Intel acquired Habana firm in late 2019 for USD 2 billion and its first-generation 16nm Gaudi NPU (Neural Processing Unit) last year. It went live in Amazon’s AWS cloud, boasting a 40% greater performance per dollar than Nvidia-based instances. The 7nm A100 from Nvidia was its main rival, and Habana added value by costing less than Nvidia rather than outperforming it.
This changed in May when Habana unveiled Gaudi2 on 7nm, which supports up to 96GB of HBM2e and triples the number of tensor processing cores. Habana asserted that it outperformed the A100, Nvidia’s top two-year-old data center GPU, by a comfortable margin. The introduction was timed well to be included in the most recent results of MLPerf, an industry effort to standardize deep learning benchmarking.
Performance outcomes
Habana claimed that because it only had ten days from the launch to submit its findings, it could not complete all eight tests and instead concentrated on ResNet-50 (image recognition) and BERT (natural language processing), the two most well-known benchmarks. Peer evaluation takes a month for submissions to MLPerf.
Habana added that the short period meant that thorough software optimizations hadn’t yet been done. For instance, while it wasn’t included in the submission, Gaudi2 introduced support for the new, lower-precision FP8 format. While Nvidia allegedly uses optimizations not included in its customer-available software, Habana chose to submit findings based on the same software that is accessible to all Habana customers.

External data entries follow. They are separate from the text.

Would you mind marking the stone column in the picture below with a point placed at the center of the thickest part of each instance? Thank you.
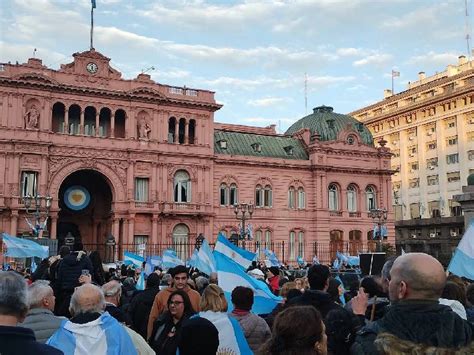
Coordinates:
(14, 223)
(154, 229)
(97, 122)
(54, 225)
(81, 124)
(176, 132)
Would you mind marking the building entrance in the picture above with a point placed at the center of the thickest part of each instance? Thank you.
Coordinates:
(85, 202)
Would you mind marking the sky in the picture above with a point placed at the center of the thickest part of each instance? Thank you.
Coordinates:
(255, 54)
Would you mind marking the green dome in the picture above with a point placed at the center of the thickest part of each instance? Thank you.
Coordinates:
(328, 125)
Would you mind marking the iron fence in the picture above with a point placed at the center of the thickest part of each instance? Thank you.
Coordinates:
(285, 251)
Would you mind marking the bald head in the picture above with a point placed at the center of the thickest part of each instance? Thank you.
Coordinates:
(416, 276)
(87, 299)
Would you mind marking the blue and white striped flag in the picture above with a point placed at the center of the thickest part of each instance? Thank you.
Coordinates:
(462, 261)
(151, 263)
(231, 275)
(171, 259)
(132, 259)
(271, 257)
(205, 259)
(241, 256)
(140, 286)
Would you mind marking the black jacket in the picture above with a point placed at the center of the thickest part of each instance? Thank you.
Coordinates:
(318, 299)
(139, 309)
(19, 341)
(420, 322)
(70, 270)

This indicates that there is a more significant performance disparity in non-optimized scenarios. Gaudi2 was at least two times faster on ResNet-50 and BERT than the A100 in Habana’s tests utilizing open repositories on Azure. Habana contends that these outcomes are more indicative of the unique performance that users of open-source software will experience.
Gaudi2 could train ResNet-50 in 36% less time than Nvidia’s submission, equating to a 56% higher performance. Although slower than Gaudi2, PyTorch-using starting MosaicML’s results delivered a training time of 23.8 minutes that beat Nvidia’s submission. Additional software improvements might shorten Gaudi2’s time in the future submission.
Gaudi2 beat the A100 with a minor victory of 7% in BERT. Gaudi2 outperformed Gaudi in ResNet-50 and BERT by a factor of 3 and 4.7, respectively. All accelerator results are based on 8-card servers. Compared to the 32x theoretical scaling limit, Habana’s results for a system with 256 cores give approximately 25x performance. This demonstrates that performance is preserved in scale-out topologies, in which these chips are frequently used.
Next steps
Most AI firms believed they could defeat Nvidia by abandoning all GPU technology and concentrating solely on AI hardware. Habana’s Gaudi2 has defeated Nvidia’s A100; both are made on the 7nm manufacturing technology. Despite having had only a few days to submit its findings since its official debut, it has become a formidable contender utilizing out-of-the-box hardware and commercially available software. According to Habana, the performance gap on non-optimized code outside MLPerf can be nearly two times greater. Since each Gaudi chip also has 24 embedded 100G Ethernet ports and Habana is likely to price its Gaudi2 lower than Nvidia’s A100, the difference in the total cost of ownership may be much more than Habana and AWS have already claimed; this is the case for the first-generation Gaudi.
Even if Habana may have won this round’s performance contest, Nvidia has already confirmed that the H100 will be available later this year. Additionally, Habana has not yet disclosed any Gaudi2 cloud instances.